If the pre-election polls told us anything negative about Barack Obama, it was that the electorate harbored concerns about his experience in foreign policy and national security. After only four years in the U.S. Senate, Obama could not match—or even come close to—the public's perception of John McCain on these issues.

McCain, the voters said, possessed a level of experience commensurate with what they viewed as the demands of the job, far and away superior to his opponent's.

Obama's team dealt with this in two ways. First, it downplayed the importance of foreign policy and national security by playing up domestic and economic issues. In 2008's version of "It's the economy, stupid," Obama talked about healthcare and global warming and the economic crisis, when he talked about anything specific, that is. Mostly, he—or more correctly, his surrogates—just attacked the Republicans for attacking him for being inexperienced.

Second, and this was how Delaware Sen.

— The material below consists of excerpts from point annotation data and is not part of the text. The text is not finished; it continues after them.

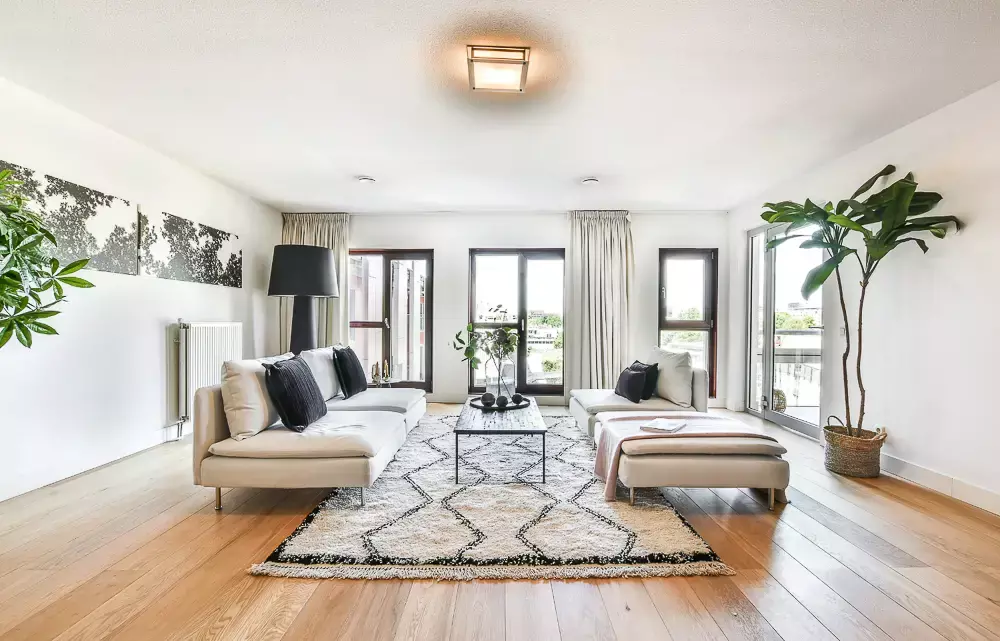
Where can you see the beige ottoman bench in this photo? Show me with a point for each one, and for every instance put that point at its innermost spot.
(722, 461)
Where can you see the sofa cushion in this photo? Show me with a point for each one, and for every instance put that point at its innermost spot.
(320, 362)
(675, 375)
(336, 435)
(378, 399)
(693, 445)
(604, 400)
(245, 399)
(294, 392)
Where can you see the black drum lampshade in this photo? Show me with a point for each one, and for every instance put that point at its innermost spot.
(305, 272)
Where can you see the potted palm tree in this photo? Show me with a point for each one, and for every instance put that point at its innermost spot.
(884, 221)
(31, 281)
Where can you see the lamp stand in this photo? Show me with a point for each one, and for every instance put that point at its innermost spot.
(303, 325)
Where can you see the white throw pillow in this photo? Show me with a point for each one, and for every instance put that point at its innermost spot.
(245, 399)
(320, 362)
(675, 375)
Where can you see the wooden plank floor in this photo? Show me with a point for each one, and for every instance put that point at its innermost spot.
(134, 551)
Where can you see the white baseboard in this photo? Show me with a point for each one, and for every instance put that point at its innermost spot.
(948, 485)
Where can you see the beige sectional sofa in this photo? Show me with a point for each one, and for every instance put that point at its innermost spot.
(586, 404)
(678, 461)
(349, 447)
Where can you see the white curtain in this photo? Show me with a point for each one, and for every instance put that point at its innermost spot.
(324, 230)
(601, 268)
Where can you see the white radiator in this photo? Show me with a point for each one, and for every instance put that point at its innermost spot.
(202, 349)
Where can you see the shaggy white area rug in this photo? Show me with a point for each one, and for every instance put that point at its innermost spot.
(499, 522)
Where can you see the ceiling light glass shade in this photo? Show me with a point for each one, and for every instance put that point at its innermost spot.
(498, 68)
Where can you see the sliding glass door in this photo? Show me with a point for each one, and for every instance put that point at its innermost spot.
(520, 290)
(390, 307)
(784, 333)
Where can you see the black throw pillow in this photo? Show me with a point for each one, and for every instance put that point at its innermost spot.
(652, 373)
(350, 372)
(630, 385)
(294, 392)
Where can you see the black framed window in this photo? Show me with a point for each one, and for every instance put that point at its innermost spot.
(390, 307)
(689, 305)
(528, 284)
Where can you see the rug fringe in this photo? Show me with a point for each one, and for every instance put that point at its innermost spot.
(496, 572)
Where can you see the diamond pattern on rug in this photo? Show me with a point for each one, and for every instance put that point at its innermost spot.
(500, 521)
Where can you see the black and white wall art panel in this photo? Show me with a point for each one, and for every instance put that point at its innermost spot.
(179, 249)
(85, 222)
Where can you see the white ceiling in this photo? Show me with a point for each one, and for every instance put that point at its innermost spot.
(673, 104)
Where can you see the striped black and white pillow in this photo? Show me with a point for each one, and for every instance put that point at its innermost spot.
(294, 392)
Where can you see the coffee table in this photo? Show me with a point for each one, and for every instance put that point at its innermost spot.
(525, 421)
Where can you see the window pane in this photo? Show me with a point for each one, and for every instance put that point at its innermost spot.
(486, 374)
(545, 322)
(496, 286)
(694, 341)
(367, 344)
(407, 317)
(364, 298)
(755, 376)
(684, 282)
(798, 333)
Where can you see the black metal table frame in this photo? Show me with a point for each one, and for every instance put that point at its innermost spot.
(500, 433)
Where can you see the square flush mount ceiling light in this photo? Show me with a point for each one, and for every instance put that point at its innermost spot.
(498, 68)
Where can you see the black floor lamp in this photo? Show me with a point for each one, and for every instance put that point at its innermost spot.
(305, 272)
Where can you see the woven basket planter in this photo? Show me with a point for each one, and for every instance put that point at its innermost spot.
(857, 456)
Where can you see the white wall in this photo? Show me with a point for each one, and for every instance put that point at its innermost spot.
(931, 321)
(99, 390)
(452, 235)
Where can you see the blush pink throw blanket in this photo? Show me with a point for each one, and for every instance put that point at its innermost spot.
(626, 428)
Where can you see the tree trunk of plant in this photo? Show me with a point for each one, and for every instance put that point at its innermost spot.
(847, 351)
(861, 383)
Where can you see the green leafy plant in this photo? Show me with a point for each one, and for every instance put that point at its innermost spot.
(884, 220)
(498, 344)
(31, 281)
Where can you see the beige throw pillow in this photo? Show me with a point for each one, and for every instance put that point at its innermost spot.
(675, 375)
(320, 362)
(244, 396)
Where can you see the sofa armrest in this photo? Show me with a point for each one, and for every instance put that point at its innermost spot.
(699, 389)
(210, 425)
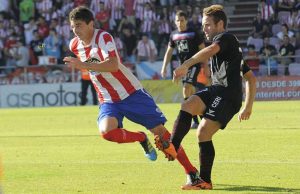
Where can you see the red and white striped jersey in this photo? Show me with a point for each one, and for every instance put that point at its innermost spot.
(110, 86)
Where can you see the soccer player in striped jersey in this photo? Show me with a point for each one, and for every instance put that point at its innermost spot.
(217, 103)
(120, 93)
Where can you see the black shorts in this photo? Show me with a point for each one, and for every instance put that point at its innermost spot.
(192, 74)
(217, 107)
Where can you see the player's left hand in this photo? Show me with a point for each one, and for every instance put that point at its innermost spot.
(244, 114)
(74, 62)
(179, 72)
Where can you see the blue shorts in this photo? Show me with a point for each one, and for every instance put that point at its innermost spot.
(139, 108)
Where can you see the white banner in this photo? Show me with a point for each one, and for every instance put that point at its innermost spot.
(41, 95)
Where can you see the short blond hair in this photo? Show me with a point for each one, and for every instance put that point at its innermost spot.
(217, 12)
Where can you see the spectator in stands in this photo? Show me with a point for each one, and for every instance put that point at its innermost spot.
(52, 45)
(286, 52)
(102, 18)
(95, 6)
(296, 5)
(164, 29)
(116, 14)
(28, 30)
(195, 24)
(285, 5)
(44, 9)
(43, 27)
(146, 49)
(266, 10)
(126, 23)
(284, 31)
(36, 46)
(2, 60)
(27, 9)
(252, 59)
(22, 54)
(130, 42)
(10, 51)
(148, 20)
(138, 7)
(128, 11)
(294, 21)
(260, 27)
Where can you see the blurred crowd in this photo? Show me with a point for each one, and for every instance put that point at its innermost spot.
(275, 37)
(31, 29)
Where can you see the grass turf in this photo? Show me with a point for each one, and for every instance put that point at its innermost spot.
(58, 150)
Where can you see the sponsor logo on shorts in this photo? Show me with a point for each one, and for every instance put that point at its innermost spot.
(216, 102)
(211, 112)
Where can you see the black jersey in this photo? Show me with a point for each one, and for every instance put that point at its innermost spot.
(187, 43)
(227, 66)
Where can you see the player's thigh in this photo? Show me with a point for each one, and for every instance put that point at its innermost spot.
(188, 89)
(108, 123)
(194, 105)
(140, 108)
(109, 117)
(207, 129)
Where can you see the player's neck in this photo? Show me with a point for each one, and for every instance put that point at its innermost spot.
(87, 41)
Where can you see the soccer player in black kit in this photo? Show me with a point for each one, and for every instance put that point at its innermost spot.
(218, 103)
(187, 42)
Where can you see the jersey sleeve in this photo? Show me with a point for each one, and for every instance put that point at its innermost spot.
(223, 41)
(107, 45)
(199, 38)
(244, 67)
(171, 41)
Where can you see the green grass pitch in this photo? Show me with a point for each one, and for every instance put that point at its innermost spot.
(58, 150)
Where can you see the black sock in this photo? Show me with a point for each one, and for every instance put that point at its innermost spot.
(206, 157)
(195, 119)
(181, 128)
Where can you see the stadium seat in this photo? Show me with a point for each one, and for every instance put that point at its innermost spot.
(276, 28)
(275, 42)
(283, 17)
(294, 69)
(297, 53)
(257, 42)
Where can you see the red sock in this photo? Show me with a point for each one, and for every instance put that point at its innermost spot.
(123, 136)
(182, 157)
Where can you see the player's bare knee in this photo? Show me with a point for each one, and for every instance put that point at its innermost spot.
(203, 133)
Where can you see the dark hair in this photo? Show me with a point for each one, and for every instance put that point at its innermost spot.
(217, 12)
(181, 13)
(81, 13)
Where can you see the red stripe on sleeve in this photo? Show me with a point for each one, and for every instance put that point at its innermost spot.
(74, 46)
(107, 38)
(97, 43)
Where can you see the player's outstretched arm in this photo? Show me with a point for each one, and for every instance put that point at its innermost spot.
(250, 90)
(167, 59)
(200, 57)
(110, 64)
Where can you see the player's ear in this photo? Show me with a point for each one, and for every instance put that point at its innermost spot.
(91, 24)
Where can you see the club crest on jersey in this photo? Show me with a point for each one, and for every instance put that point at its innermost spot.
(92, 60)
(110, 46)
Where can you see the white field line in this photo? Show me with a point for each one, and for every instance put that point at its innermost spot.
(144, 162)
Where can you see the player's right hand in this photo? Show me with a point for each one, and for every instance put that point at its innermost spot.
(163, 73)
(179, 72)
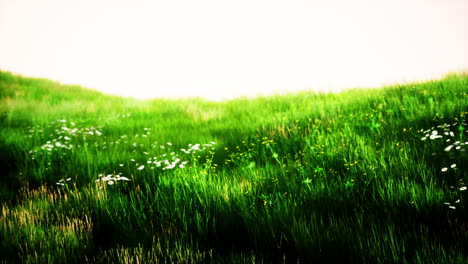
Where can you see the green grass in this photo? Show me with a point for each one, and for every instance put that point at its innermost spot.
(355, 177)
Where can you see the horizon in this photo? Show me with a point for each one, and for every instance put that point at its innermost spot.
(222, 51)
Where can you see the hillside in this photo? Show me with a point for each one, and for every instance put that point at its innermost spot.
(363, 176)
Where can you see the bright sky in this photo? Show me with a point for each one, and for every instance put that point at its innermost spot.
(222, 49)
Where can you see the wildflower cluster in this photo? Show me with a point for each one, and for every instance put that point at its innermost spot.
(61, 138)
(110, 179)
(167, 161)
(454, 146)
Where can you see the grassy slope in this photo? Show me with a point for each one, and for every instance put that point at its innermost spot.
(299, 177)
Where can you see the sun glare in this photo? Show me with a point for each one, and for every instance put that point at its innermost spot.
(220, 50)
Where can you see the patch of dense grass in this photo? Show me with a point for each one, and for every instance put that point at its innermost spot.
(364, 176)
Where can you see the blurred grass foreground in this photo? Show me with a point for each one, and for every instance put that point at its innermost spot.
(363, 176)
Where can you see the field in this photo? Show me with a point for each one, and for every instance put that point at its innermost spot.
(363, 176)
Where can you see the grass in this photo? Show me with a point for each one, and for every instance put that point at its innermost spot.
(364, 176)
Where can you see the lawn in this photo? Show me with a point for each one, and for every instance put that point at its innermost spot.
(363, 176)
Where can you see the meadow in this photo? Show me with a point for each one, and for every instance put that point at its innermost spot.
(363, 176)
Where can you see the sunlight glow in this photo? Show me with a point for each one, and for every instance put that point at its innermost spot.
(220, 49)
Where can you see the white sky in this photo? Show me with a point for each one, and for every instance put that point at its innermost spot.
(220, 49)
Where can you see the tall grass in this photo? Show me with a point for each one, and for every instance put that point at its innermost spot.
(364, 176)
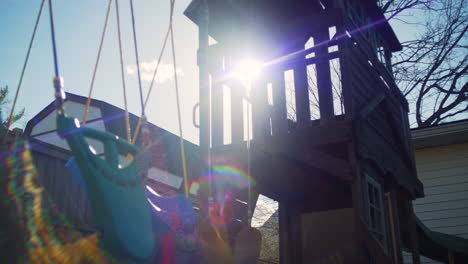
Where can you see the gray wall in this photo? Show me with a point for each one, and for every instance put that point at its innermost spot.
(444, 172)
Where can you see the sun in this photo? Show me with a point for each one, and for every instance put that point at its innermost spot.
(247, 71)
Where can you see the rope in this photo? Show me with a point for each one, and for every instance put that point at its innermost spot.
(137, 129)
(10, 118)
(137, 60)
(182, 150)
(54, 44)
(127, 118)
(96, 65)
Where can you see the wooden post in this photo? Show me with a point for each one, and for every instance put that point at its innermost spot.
(451, 257)
(345, 68)
(394, 227)
(237, 109)
(285, 242)
(290, 227)
(217, 115)
(301, 87)
(204, 89)
(260, 116)
(324, 83)
(279, 117)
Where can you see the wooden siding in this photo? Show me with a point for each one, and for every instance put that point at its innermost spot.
(444, 172)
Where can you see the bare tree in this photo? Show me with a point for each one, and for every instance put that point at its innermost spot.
(432, 69)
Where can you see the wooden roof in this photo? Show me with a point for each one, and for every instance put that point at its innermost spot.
(267, 20)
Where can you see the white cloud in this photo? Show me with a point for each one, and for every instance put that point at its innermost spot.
(165, 71)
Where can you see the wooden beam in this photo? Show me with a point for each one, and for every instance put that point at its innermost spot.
(217, 114)
(237, 109)
(324, 83)
(279, 114)
(203, 86)
(411, 221)
(301, 87)
(260, 109)
(318, 159)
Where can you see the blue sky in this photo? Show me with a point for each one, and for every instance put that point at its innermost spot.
(78, 29)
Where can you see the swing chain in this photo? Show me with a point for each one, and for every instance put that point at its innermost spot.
(59, 94)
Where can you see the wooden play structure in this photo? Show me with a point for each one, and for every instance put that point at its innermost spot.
(343, 170)
(321, 127)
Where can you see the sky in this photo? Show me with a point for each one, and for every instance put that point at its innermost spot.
(78, 26)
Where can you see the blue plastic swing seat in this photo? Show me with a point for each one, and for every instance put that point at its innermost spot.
(120, 210)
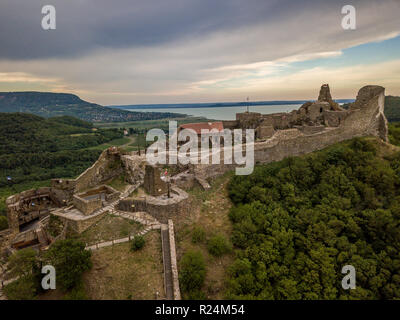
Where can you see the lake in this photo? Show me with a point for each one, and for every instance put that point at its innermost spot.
(223, 113)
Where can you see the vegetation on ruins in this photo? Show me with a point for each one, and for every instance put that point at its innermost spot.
(55, 226)
(297, 222)
(218, 245)
(198, 235)
(192, 273)
(23, 265)
(71, 260)
(137, 243)
(22, 262)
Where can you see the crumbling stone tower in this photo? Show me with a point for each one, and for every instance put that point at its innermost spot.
(153, 183)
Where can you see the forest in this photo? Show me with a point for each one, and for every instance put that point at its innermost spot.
(297, 222)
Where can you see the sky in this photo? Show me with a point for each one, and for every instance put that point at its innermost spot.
(176, 51)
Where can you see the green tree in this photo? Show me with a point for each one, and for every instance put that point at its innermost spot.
(192, 271)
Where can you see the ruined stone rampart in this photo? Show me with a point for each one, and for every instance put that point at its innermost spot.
(365, 118)
(159, 208)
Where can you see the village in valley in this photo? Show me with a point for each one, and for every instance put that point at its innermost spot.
(123, 193)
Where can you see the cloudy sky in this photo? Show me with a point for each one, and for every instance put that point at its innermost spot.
(173, 51)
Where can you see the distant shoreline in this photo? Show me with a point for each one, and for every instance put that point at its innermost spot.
(217, 104)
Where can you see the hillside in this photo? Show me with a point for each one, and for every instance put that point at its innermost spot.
(297, 222)
(34, 149)
(46, 104)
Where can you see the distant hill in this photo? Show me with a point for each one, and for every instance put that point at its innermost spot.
(218, 104)
(47, 104)
(392, 108)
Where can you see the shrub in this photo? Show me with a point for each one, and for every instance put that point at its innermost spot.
(22, 289)
(218, 246)
(22, 262)
(192, 271)
(198, 235)
(3, 223)
(77, 293)
(71, 260)
(137, 243)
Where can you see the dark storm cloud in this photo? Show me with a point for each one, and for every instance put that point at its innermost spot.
(92, 24)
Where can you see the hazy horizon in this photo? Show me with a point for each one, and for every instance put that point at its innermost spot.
(182, 51)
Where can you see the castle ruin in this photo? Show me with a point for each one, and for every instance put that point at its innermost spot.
(81, 202)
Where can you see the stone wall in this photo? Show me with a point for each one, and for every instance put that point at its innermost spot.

Joe Biden got to be vice president instead of Indiana Sen. Evan Bayh, Obama surrounded himself with people knowledgeable about foreign policy and national security to whom he could point whenever an issue arose.

Coming into office, he beefed up his team even further with heavyweights like New York Sen. Hillary Clinton at the State Department and former Marine Corps Commandant Gen. James Jones, whom he picked to be his national security adviser. He tapped former White House Chief of Staff Leon Panetta to run the CIA and he asked former CIA director Robert Gates, whom George W. Bush had made U.S. secretary of defense, to stay on at the Pentagon.

So far, so good. But now that the president is out of town on vacation, well...

When the cat's away...

For months, reporters have downplayed the idea that there are divisions in Obama's national security team. They have failed, for example, to look too closely into the idea that General Jones has been on the receiving end of negative press, courtesy of one of his cabinet-level colleagues, who may be jealous of the national security adviser's access to the president and his senior staff. There is more than one reporter who thinks this may be the case. Now, without the president being gone from Washington even for one full day, comes a damaging leak about the CIA's Panetta, which ABC News reported involved "a profanity-laced screaming match" inside the White House over plans by Attorney General Eric Holder to open an investigation into whether agents might be guilty of acts the president has labeled as "torture."

Panetta, who has already clashed in public once with Democratic House Speaker Nancy Pelosi of California over the issue of what the CIA told Congress about interrogation techniques and when representatives were told, if they were told, may have his head on the chopping block. According to ABC, current and former intelligence officials say "senior White House staff members are already discussing a possible shake-up of top national security officials."

Whether or not the discord exists, someone is going to some degree of trouble to make it appear as though this is the case. The White House press office denies the shouting match took place, but the denial comes way down in the story, well below the salacious headline and provocative lead paragraph. With healthcare reform imperiled and many analysts suggesting the cap-and-trade energy tax is all but dead, division among his national security team is a diversion the president really doesn't need right now.